CODE:

Get the code used for this section here

Digital soil mapping using Cubist model algorithm

Introduction

Jump to R work

The Cubist model is a popular model algorithm used throughout the DSM community. Its popularity is due to its ability to mine non-linear relationships in data, but does not have the issues of finite predictions that occur for other decision and regression tree models. In similar vain to regression trees however, Cubist models also are a data partitioning algorithm. The Cubist model is based on the M5 algorithm of Quinlan (1992), and is implemented in the R Cubist package.

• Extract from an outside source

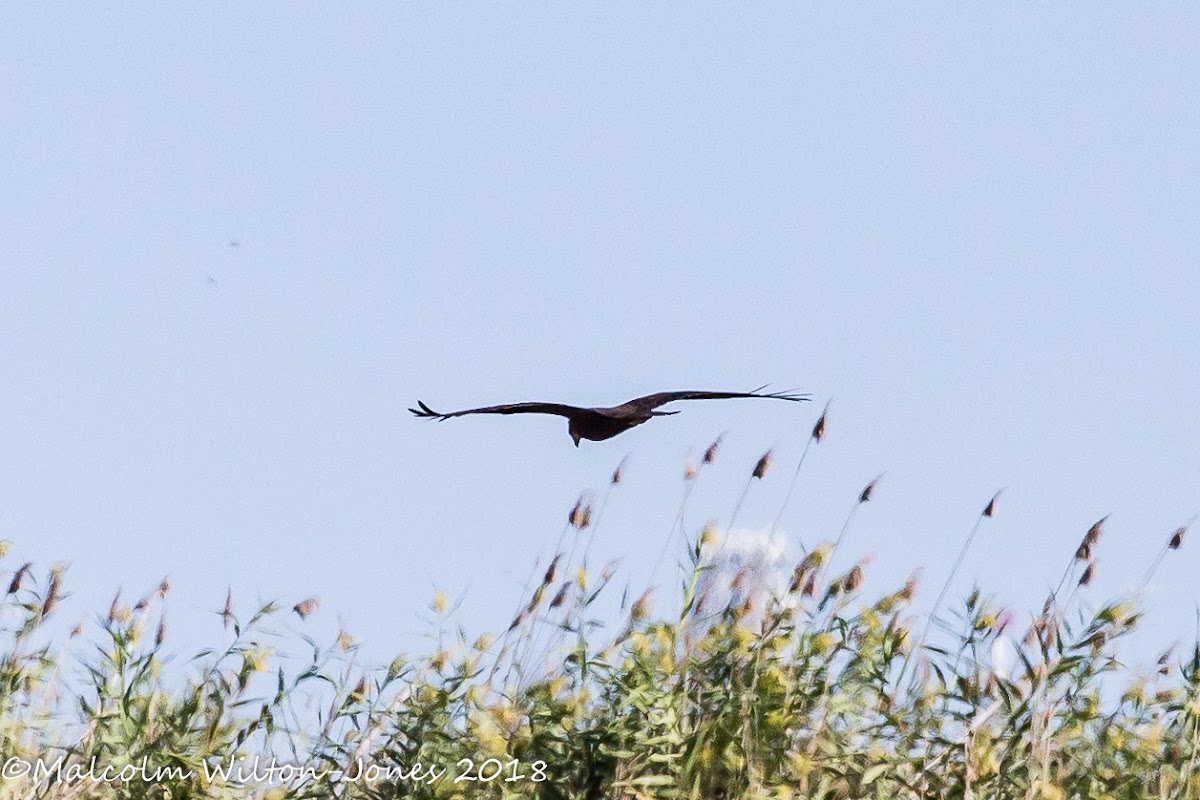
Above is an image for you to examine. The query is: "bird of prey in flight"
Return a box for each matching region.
[408,387,809,447]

The Cubist model first partitions the data into subsets within which their characteristics are similar with respect to the target variable and the covariates. A series of rules (a decision tree structure may also be defined if requested) defines the partitions, and these rules are arranged in a hierarchy. Each rule takes the form:

  • if [condition is true]
  • then [regress]
  • else [apply the next rule]

The condition may be a simple one based on one covariate or, more often, it comprises several covariates. If a condition results in being true then the next step is the prediction of the soil property of interest by ordinary least-squares regression from the covariates within that partition.

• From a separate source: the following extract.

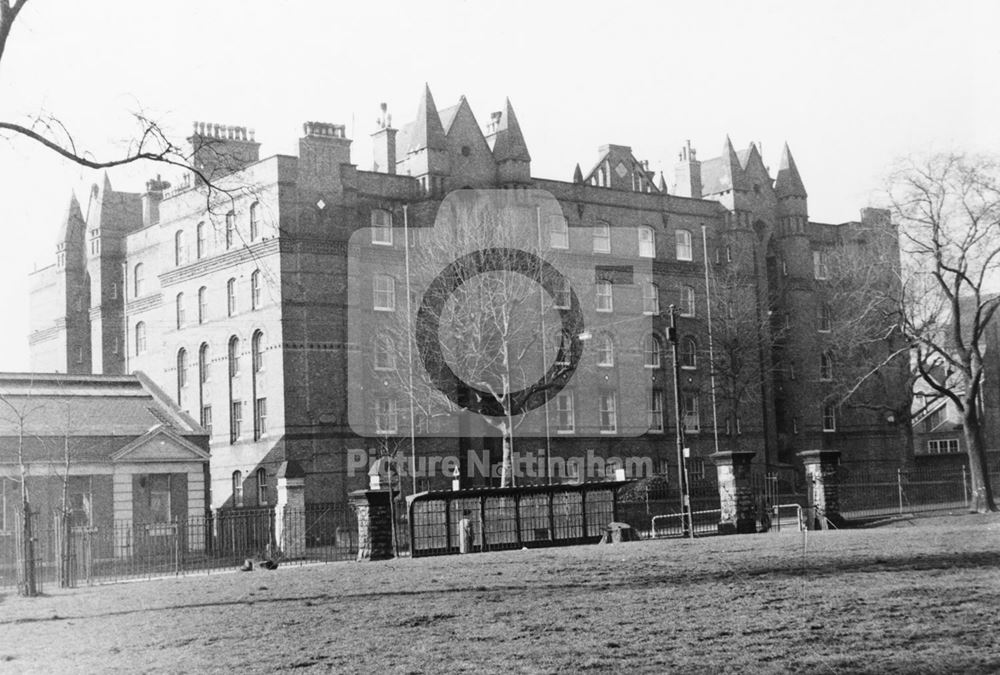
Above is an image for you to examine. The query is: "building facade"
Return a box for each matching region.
[0,373,210,540]
[30,89,900,508]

If the condition is not true then the rule defines the next node in the tree, and the sequence of if, then, else is repeated. The result is that the regression equations, though general in form, are local to the partitions and their errors smaller than they would otherwise be. More details of the Cubist model can be found in the Cubist help files or Quinlan (1992).

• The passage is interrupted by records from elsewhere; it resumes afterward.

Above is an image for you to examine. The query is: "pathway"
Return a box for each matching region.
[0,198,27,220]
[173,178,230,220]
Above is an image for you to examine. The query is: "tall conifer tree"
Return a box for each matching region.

Fitting a Cubist model in R is not very difficult. Although it will be useful to spend some time playing around with many of the controllable hyper-parameters the function has.

In the example below we can control the number of potential rules that could potentially partition the data (note this limits the number of possible rules, and does not necessarily mean that those number of rules will actually be realized i.e. the outcome is internally optimized). We can also limit the extrapolation of the model predictions, which is a useful model constraint feature. These various control parameters plus others can be adjusted within the cubistControl parameter. The committees parameter is specified as an integer of how many committee models (e.g.. boosting iterations) are required. Here we just set it to 1, but naturally it is possible to perform some sort of sensitivity analysis when this committee model option is set to greater than 1. In terms of specifying the target variable and covariates, we do not define a formula as we did earlier for the MLR model. Rather we specify the columns explicitly — those that are the target variable (x), and those that are the covariates (y).

Back to top

Data preparation

So lets firstly get the data organized. Recall from before in the data preparatory exercises that we were working with the soil point data and environmental covariates for the Hunter Valley area. These data are stored in the HV_subsoilpH object and supplied rasters from the ithir package.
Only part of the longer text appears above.